Billions of years ago, Mars had a thick atmosphere and water, but in both cases, just a tiny amount remains today. Both ended up escaping to space, with some of the water going underground. Now, researchers argue that some of the atmosphere, maybe up to four-fifths, is also trapped in rocks as the Red Planet changed – it might also solve a second mystery about Mars.
The loss of the Martian atmosphere is a big uncertainty. Today, it is about one percent of what we have here on Earth – but in the past might have been just as thick. The other mystery is the presence of methane in the Martian atmosphere, which appears to have seasonal variations possibly related to changes in pressure and temperature. The new work suggests that the carbon dioxide of the ancient atmosphere got trapped in clays.
The water might have contributed to a slow chain reaction where clay materials could have trapped carbon dioxide, and in those rocks converted it to methane. This reaction is seen on Earth, and based on how it works here and the expected extent of clay on Mars, it might have sucked in 80 percent of the carbon dioxide of the ancient atmosphere.
“Based on our findings on Earth, we show that similar processes likely operated on Mars, and that copious amounts of atmospheric CO2 could have transformed to methane and been sequestered in clays,” study author Oliver Jagoutz, professor of geology in MIT’s Department of Earth, Atmospheric and Planetary Sciences, said in a statement sent to IFLScience. “This methane could still be present and maybe even used as an energy source on Mars in the future.”

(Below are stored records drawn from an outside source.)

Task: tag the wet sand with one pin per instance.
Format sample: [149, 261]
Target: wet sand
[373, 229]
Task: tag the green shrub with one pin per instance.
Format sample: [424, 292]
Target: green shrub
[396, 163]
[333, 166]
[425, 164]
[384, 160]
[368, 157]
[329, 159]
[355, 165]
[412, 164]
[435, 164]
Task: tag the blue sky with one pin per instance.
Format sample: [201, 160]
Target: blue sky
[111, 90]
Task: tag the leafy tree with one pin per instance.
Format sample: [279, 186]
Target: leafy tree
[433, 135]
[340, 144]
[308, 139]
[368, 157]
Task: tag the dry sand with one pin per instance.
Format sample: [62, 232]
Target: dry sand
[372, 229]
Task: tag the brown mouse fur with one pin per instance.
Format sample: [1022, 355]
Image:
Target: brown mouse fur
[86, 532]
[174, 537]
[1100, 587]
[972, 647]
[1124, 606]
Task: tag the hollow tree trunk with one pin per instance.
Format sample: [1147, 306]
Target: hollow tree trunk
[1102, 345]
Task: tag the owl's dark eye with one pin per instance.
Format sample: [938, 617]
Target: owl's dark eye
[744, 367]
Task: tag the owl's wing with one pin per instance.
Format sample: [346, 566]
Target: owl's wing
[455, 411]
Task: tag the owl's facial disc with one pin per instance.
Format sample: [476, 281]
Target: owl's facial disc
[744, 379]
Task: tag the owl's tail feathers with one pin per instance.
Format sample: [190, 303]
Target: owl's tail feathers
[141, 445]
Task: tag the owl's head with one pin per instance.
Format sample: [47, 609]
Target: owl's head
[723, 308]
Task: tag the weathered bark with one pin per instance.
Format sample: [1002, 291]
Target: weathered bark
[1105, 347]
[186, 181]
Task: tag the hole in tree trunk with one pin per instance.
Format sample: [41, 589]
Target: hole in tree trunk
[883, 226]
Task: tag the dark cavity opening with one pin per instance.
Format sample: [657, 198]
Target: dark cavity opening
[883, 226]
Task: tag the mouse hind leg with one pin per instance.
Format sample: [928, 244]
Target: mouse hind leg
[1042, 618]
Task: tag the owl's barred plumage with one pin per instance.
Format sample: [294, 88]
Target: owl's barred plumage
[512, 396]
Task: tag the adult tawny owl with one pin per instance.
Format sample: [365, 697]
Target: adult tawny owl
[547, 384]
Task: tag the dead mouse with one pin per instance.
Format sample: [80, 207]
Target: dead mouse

Back when Mars was wet, for a billion years you had water interacting with a mineral called olivine, which is rich in iron. The oxidation of it made Mars its iconic red color, but would have also liberated hydrogen. The hydrogen would have combined with the carbon dioxide in the water to form methane. At the same time, olivine would change into serpentine and then in smectite, trapping the methane inside.
“These smectite clays have so much capacity to store carbon,” lead author Dr Joshua Murray added. “So then we used existing knowledge of how these minerals are stored in clays on Earth, and extrapolate to say, if the Martian surface has this much clay in it, how much methane can you store in those clays?”
Ultimately, it will depend on how much clay actually is on the surface of Mars, but there are certainly regions rich in them across the planet. And that might mean a large faction of trapped methane.
“We find that estimates of global clay volumes on Mars are consistent with a significant fraction of Mars’ initial CO2being sequestered as organic compounds within the clay-rich crust,” Murray explained. “In some ways, Mars’ missing atmosphere could be hiding in plain sight.”
The paper is published in the journal Science Advances.